Tsunamis can create a trail of destruction that leaves permanent scars. They can destroy buildings, devastate the landscape, and ruin natural and agricultural lands.
In these images from the Japanese tsunami of 2011, you can see how the tsunami inundated fields, leveled buildings, and carried debris as far inland as the town of Otomo on the right.
In this pair of images from the 1998 Papua New Guinea tsunami, you can see how the waves completely wiped away a church.
Here you can see the Scotch Cap lighthouse as it looked prior to April 1, 1946. The white reinforced-concrete tower rose nearly to 30 meters on a bluff 12 meters above the sea.
Early on the morning of April 1, a 30-meter wall of water struck the lighthouse, leaving little but the foundations and a field of rubble.

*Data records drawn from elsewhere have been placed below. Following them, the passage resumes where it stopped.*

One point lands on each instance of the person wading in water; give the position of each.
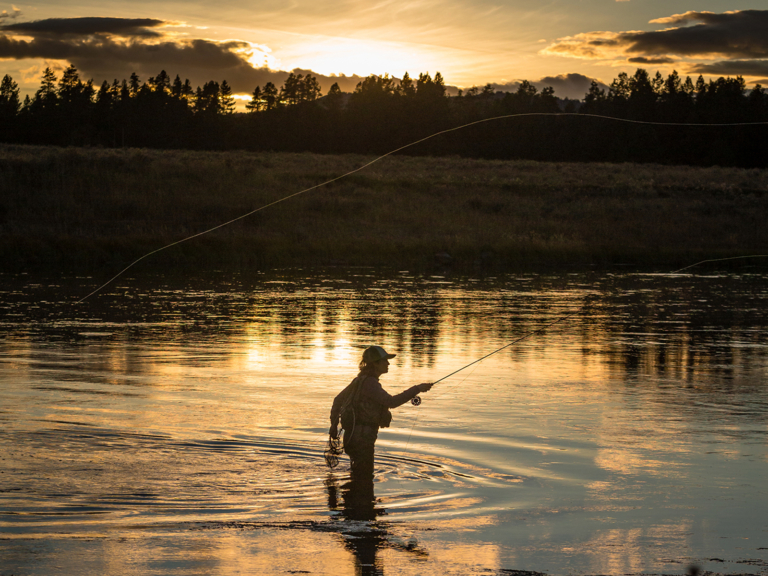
(363, 408)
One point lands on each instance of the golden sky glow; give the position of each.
(560, 43)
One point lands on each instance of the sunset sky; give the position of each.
(563, 43)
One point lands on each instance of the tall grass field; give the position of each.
(81, 209)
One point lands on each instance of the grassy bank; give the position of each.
(90, 209)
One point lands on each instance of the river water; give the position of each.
(177, 426)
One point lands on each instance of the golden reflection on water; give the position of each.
(598, 445)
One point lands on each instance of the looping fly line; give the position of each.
(396, 150)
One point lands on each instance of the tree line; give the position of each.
(384, 113)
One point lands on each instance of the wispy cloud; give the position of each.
(566, 85)
(14, 13)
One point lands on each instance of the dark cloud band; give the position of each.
(737, 38)
(109, 48)
(53, 27)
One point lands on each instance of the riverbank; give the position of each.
(75, 209)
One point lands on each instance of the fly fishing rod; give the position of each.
(416, 400)
(560, 115)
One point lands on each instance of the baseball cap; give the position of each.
(376, 353)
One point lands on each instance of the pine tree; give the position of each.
(9, 98)
(256, 103)
(226, 100)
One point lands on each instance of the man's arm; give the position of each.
(338, 402)
(373, 390)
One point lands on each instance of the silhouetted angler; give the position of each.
(363, 408)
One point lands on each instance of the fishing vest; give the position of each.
(359, 410)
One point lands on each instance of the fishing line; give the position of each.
(414, 143)
(543, 328)
(719, 260)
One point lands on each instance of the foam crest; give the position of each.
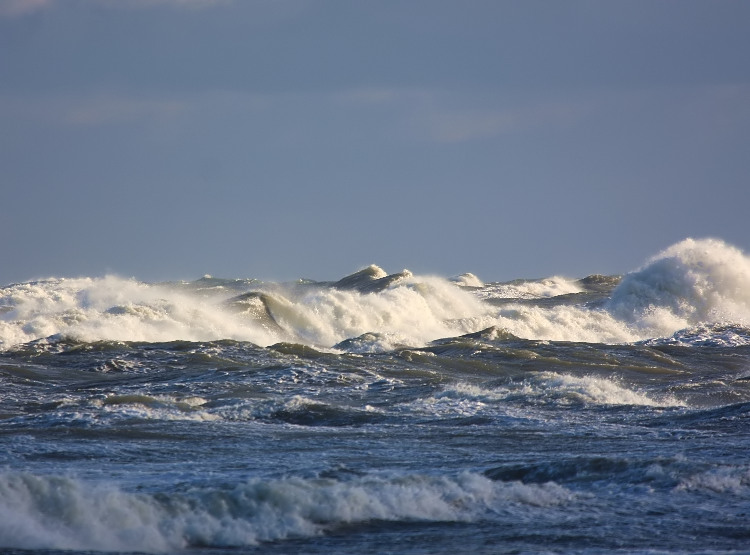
(692, 282)
(414, 311)
(592, 390)
(48, 512)
(402, 308)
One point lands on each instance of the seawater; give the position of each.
(381, 413)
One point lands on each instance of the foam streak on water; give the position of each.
(380, 412)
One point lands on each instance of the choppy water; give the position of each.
(381, 413)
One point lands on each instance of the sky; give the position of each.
(285, 139)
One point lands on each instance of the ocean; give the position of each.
(381, 412)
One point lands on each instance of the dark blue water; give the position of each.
(380, 413)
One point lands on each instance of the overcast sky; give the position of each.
(279, 139)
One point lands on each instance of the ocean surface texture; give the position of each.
(381, 413)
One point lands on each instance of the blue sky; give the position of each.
(278, 139)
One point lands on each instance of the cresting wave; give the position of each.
(691, 284)
(40, 512)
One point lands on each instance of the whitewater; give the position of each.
(382, 411)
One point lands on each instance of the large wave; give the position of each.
(38, 512)
(691, 284)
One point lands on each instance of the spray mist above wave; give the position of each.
(400, 308)
(693, 283)
(690, 283)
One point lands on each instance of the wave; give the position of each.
(693, 283)
(59, 512)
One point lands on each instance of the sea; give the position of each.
(381, 412)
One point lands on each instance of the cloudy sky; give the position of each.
(279, 139)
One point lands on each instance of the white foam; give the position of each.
(592, 390)
(411, 311)
(468, 280)
(692, 282)
(53, 512)
(113, 308)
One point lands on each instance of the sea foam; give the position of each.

But tsunamis and their accompanying earthquakes can leave even longer lasting scars.
When thrust faults at subduction zones rupture, they can dramatically change the land.
The overriding plate can bend like a bow before the quake when the plates are stuck, but during an earthquake, the portion of the plate nearest the fault springs up while the land immediately behind it drops down.
This effect can be large, and can make coasts even more vulnerable to tsunamis when land sinks, as happened in the March 2011 earthquake and tsunami in Japan.
Plate uplift and downdrop around the epicenter of the Indian Ocean Tsunami
In this image from the Indian Ocean Tsunami, you can see how the plate rose near the boundary (thicker black line), shown in reds and yellows, and sank farther behind it, close to shore, shown in blues.